C’est sur fond de hausse du chômage, de plans sociaux et de rigueur qu’a débuté ce matin la conférence sociale réunissant pendant deux jours plus de 300 personnes (parmi lesquelles le Président de la République, le chef du gouvernement, pas moins de 8 ministres, les leaders des 8 organisations patronales, syndicales, les représentants de collectivités territoriales, d’associations) pour cette consultation sur la «démocratie sociale»

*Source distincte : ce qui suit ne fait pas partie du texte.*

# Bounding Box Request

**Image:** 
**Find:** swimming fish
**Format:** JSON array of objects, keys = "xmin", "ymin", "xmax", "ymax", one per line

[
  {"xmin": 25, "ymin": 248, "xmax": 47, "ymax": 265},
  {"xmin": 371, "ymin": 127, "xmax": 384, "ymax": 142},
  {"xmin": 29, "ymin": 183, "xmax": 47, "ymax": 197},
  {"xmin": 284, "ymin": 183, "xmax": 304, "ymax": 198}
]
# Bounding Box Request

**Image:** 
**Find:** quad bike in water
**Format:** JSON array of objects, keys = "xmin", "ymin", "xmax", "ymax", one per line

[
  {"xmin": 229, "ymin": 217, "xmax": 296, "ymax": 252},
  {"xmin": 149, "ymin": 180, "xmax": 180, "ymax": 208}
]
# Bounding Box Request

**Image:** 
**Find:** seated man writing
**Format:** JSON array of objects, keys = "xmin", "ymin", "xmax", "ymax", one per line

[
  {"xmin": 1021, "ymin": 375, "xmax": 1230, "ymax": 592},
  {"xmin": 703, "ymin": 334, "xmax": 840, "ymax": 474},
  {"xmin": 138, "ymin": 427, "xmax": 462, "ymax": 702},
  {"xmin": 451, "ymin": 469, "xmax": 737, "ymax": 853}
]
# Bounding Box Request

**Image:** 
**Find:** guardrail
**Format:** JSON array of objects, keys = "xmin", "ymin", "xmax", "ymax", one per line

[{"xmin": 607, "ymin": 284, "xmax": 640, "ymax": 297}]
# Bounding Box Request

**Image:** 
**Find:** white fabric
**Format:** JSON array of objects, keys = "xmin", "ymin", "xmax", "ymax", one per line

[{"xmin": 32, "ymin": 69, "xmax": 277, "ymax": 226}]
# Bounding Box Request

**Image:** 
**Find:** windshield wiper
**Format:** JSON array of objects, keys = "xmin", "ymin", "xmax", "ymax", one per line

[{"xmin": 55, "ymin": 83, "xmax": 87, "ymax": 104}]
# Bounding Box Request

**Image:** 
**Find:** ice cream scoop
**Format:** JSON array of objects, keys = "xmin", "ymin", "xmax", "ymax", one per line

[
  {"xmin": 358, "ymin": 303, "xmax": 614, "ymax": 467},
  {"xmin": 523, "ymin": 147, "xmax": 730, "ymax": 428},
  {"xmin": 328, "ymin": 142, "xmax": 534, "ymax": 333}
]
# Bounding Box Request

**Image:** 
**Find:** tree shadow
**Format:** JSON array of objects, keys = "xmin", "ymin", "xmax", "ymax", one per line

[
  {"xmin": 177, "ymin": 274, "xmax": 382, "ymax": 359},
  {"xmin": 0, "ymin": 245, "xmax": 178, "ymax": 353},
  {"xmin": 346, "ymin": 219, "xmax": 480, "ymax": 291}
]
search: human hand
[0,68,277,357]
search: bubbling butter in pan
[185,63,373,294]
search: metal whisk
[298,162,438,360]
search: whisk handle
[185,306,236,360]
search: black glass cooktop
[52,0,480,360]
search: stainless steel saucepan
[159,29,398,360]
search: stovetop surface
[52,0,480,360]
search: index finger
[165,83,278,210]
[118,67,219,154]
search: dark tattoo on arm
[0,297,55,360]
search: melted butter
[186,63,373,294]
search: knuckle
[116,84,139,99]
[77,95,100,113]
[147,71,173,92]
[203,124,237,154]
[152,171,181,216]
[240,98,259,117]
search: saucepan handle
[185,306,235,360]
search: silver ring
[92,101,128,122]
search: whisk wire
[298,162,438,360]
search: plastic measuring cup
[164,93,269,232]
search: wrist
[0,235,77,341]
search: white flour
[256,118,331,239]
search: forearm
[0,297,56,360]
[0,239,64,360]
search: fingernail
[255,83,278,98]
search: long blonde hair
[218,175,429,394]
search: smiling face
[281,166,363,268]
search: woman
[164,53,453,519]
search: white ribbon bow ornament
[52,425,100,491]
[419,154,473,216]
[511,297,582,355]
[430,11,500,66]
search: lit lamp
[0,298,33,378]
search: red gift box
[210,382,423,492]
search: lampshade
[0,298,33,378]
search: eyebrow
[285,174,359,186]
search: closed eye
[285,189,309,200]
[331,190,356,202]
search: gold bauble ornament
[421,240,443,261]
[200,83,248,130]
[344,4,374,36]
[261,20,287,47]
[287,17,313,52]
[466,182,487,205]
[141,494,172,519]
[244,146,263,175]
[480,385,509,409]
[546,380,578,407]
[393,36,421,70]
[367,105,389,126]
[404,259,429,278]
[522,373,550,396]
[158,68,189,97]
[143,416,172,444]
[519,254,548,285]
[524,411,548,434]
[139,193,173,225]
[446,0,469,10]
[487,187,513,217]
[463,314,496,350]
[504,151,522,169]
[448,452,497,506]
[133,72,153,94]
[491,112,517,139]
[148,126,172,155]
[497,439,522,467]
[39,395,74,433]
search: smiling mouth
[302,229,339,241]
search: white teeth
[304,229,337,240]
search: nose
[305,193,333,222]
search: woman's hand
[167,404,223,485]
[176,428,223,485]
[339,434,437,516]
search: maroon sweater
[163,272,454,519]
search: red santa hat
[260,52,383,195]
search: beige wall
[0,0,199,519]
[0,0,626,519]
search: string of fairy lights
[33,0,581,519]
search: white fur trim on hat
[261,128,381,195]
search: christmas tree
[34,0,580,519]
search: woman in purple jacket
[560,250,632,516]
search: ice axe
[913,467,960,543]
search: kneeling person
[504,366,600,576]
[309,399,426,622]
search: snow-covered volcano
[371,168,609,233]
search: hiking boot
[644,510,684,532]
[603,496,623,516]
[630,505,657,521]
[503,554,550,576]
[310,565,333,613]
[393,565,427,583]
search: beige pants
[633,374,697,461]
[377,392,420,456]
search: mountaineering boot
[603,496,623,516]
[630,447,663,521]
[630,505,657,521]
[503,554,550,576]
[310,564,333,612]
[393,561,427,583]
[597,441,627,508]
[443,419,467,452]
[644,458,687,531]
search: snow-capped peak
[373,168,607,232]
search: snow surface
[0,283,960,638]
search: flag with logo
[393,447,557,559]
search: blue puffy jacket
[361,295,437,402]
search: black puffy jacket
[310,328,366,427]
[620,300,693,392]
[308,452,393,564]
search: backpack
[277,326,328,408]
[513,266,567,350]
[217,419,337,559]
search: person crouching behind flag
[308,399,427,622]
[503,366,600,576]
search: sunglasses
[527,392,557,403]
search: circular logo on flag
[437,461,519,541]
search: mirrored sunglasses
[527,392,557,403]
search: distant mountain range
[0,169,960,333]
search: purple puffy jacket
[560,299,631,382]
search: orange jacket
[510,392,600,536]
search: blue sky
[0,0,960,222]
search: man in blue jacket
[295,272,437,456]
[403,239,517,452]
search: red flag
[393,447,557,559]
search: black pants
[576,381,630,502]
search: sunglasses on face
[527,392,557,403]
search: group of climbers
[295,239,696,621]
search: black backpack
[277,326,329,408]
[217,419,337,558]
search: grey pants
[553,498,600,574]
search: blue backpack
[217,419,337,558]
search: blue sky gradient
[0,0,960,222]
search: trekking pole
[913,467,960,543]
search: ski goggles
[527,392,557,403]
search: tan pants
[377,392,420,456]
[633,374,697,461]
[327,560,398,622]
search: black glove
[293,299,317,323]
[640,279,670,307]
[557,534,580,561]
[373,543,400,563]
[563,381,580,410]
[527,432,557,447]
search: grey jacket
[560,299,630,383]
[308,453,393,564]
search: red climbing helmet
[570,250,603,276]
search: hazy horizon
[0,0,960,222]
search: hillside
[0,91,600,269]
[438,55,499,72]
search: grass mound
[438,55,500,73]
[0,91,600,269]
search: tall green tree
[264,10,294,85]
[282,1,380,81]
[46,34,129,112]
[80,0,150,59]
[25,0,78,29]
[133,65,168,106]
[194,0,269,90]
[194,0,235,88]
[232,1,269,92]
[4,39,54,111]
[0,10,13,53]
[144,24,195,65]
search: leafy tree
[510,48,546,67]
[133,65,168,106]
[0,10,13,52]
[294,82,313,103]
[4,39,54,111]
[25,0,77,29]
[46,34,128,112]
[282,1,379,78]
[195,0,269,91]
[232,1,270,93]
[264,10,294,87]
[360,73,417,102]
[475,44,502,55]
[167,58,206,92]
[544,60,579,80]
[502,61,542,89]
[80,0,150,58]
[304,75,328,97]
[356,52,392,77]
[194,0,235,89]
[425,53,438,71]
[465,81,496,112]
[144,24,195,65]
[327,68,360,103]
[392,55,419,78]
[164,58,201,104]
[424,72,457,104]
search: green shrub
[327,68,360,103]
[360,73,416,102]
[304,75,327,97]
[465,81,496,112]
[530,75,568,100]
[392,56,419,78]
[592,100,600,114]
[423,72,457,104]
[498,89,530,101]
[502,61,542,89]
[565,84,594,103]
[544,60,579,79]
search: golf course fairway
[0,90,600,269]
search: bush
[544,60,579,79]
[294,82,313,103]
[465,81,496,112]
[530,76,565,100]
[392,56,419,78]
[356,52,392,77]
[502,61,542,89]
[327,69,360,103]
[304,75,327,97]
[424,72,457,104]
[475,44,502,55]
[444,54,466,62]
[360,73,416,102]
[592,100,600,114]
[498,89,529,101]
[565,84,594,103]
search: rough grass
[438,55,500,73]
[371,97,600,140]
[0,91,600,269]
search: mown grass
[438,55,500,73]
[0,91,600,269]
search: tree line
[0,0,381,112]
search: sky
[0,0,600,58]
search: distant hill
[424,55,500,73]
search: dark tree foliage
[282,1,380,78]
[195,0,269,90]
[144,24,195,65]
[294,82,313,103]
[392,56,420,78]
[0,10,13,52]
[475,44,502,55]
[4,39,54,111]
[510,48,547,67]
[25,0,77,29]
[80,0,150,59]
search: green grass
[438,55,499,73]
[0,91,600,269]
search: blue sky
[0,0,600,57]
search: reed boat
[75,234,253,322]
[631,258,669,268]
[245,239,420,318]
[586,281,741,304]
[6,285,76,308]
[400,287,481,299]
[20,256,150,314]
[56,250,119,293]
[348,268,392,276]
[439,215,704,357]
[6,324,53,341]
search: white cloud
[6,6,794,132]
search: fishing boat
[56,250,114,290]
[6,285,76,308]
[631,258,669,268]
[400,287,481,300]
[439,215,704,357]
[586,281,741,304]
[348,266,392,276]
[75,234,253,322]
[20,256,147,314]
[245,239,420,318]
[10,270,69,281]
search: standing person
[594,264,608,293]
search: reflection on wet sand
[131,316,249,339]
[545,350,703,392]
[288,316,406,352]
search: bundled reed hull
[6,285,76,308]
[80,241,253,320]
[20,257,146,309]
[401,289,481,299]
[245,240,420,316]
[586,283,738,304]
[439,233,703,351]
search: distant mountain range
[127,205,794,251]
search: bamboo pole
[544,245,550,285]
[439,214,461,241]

Sept tables rondes thématiques: emploi, redressement productif, fonction publique, égalité professionnelle, salaires, formation professionnelle, protection sociale, permettant de réfléchir sur les réformes possibles du marché du travail, de l’emploi ou des retraites.
Une promesse faite pendant la campagne par le candidat François Hollande tenue aujourd’hui par le Président de la République qui a précisé ce matin lors de l’ouverture des débats que le but de cette concertation sociale n’était pas de sortir mardi soir avec des annonces mais avec une feuille de route pour les réformes sociales des deux prochaines années.
Parmi les invités Bernard Thibault, secrétaire général de la confédération générale du travail a été assez ferme dans ses déclarations en indiquant qu’il souhaitait des mesures rapides: «il nous faut aussi des décisions concrètes, il faut des engagements sur le moyen terme»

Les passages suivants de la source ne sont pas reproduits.